Tímidamente me acomodé en el asiento, pero en mi mente presidía el temor. ¿Qué podía hacer ahora, sin nadie a quien pedir ayuda? Me imaginaba mendigando por las calles, desahuciado de calor humano.

El fraile me observaba interesado, con sus ojos de halcón atravesándome.

—Estás solo, ¿eh? —Era una afirmación más que una pregunta—. Así que has venido desde Las Hurdes para… ¿qué? Explícamelo sin miedo.

Yo también lo miraba ahora a él. En nada se asemejaba al cura de Nuñomoral. Su hábito marrón de basta lana, con capucha, ceñido en la cintura por una cuerda corriente, no pregonaba ostentación ni riqueza, precisamente, sino humildad y privación. Quizás ese punto en común conmigo, la pobreza, fue lo que hizo que me fiara de él. No del todo, claro.

—Verá, señor…

—Llámame padre —me interrumpió.

—Pensaba, padre, que mis paisanos podrían arreglárselas para conseguirme un trabajo en cualquier cosa, con tal de tener para comer y dormir.

—¿Te has escapado de tu casa? —me preguntó abiertamente.

—Escapo del hambre, padre —y le mantuve la mirada.

Hizo una pausa, en tanto me escudriñaba a sus anchas.

—Bien, dime otra cosa, ¿has robado ese asno del que habla el que te acompañaba?

—No, padre, me lo dio mi familia para que me buscara la vida.

—¿Has ido a la escuela o de alguna manera has aprendido a leer y escribir? —me siguió interrogando.

—En mi pueblo no hay escuela, padre —le respondí—. No sé leer ni escribir.

—Entonces, ya que desconoces el paradero de tus amigos, te volverás a tu pueblo, ¿no? —dijo, convencido de que así sería.

—No, me quedaré hasta que encuentre de qué comer. No pienso volver.

—Esto es absurdo, no me cuadra que, a tu edad, no desees regresar con tu familia inmediatamente. Demasiado decidido estás. ¿Hay algo que no me quieras contar? —Y clavó aún más su mirada, dispuesto a que un gesto mío confirmara sus sospechas.

—Padre, si no quiero contarle algo… no se lo contaré —alegué con resolución.

Su expresión se endureció, mas al instante las comisuras de su boca se plegaron hacia abajo, en un rictus extraño que obligó a los labios a separarse y mostrar la dentadura. Era una sonrisa.

—Llevas razón, ¡coño! —soltó sin vacilar. Y se retrepó en la silla, dando por concluido el interrogatorio.
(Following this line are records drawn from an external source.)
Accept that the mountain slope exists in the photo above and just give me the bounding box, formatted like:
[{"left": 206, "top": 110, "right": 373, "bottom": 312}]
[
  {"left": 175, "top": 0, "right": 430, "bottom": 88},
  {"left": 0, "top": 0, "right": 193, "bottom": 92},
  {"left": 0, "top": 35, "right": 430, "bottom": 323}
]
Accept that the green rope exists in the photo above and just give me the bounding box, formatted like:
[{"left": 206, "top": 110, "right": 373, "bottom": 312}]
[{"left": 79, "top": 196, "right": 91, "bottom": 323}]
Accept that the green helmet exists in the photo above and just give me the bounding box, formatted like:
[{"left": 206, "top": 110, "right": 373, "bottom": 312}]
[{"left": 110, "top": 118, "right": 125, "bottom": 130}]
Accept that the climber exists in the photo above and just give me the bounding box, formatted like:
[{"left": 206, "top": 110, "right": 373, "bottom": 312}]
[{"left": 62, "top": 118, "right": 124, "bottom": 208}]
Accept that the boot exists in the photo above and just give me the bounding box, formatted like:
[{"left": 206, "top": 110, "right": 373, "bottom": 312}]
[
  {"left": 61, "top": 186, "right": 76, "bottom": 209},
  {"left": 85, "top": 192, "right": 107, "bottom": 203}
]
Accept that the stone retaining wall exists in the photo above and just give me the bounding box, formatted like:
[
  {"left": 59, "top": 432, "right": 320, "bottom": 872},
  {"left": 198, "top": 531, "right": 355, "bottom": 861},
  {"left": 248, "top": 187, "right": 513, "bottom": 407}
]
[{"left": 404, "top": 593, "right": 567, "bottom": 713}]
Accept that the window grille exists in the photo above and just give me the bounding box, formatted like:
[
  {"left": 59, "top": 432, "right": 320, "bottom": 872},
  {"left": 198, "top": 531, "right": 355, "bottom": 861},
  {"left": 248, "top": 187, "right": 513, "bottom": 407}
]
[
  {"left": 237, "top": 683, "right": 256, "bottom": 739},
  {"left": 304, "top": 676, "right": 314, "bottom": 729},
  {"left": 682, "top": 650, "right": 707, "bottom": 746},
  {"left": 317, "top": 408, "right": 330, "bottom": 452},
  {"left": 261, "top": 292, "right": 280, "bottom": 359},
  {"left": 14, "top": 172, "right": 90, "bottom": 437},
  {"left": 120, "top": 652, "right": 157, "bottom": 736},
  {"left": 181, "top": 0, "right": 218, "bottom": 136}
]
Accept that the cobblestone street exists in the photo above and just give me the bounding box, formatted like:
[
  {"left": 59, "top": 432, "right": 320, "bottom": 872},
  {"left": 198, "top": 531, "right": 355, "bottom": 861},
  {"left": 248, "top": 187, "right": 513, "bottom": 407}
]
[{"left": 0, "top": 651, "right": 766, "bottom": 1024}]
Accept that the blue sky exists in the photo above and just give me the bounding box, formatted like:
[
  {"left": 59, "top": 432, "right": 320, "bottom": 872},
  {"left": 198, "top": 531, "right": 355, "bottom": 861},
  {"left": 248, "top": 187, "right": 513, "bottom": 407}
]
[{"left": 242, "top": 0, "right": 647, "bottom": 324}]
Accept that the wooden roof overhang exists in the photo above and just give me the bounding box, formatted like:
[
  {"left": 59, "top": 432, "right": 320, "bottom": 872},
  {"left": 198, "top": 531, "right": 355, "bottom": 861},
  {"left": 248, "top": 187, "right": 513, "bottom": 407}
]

No es que ofendiera mis oídos, pero me chocó que un religioso incluyera palabrotas en su vocabulario. Francamente, esa espontaneidad suya conquistó mi simpatía y una porción más de confianza. No podía adivinar cuánto terminaría debiéndole, ni que aquel frailuco irascible —como comprobaría pronto—, de cara alargada y nariz aguileña, enérgico y ordenado, excepto en sus cabellos, peinados con descuido, sería como un segundo padre para mí.

—No haber ido a la escuela —quiso aclararme—, te convierte en un ignorante, un analfabeto —pronunció estas palabras sin pasión alguna, para que las comprendiera; no era su intención ofenderme—. Los trabajos que se les destinan a éstos son y serán siempre los más duros; pero hay quienes, pudiendo, eligen conformarse con esa situación. Sé tan sincero como antes y responde: si tuvieras la oportunidad, ¿te gustaría poner remedio a eso o prefieres mantenerte como estás? Piénsalo.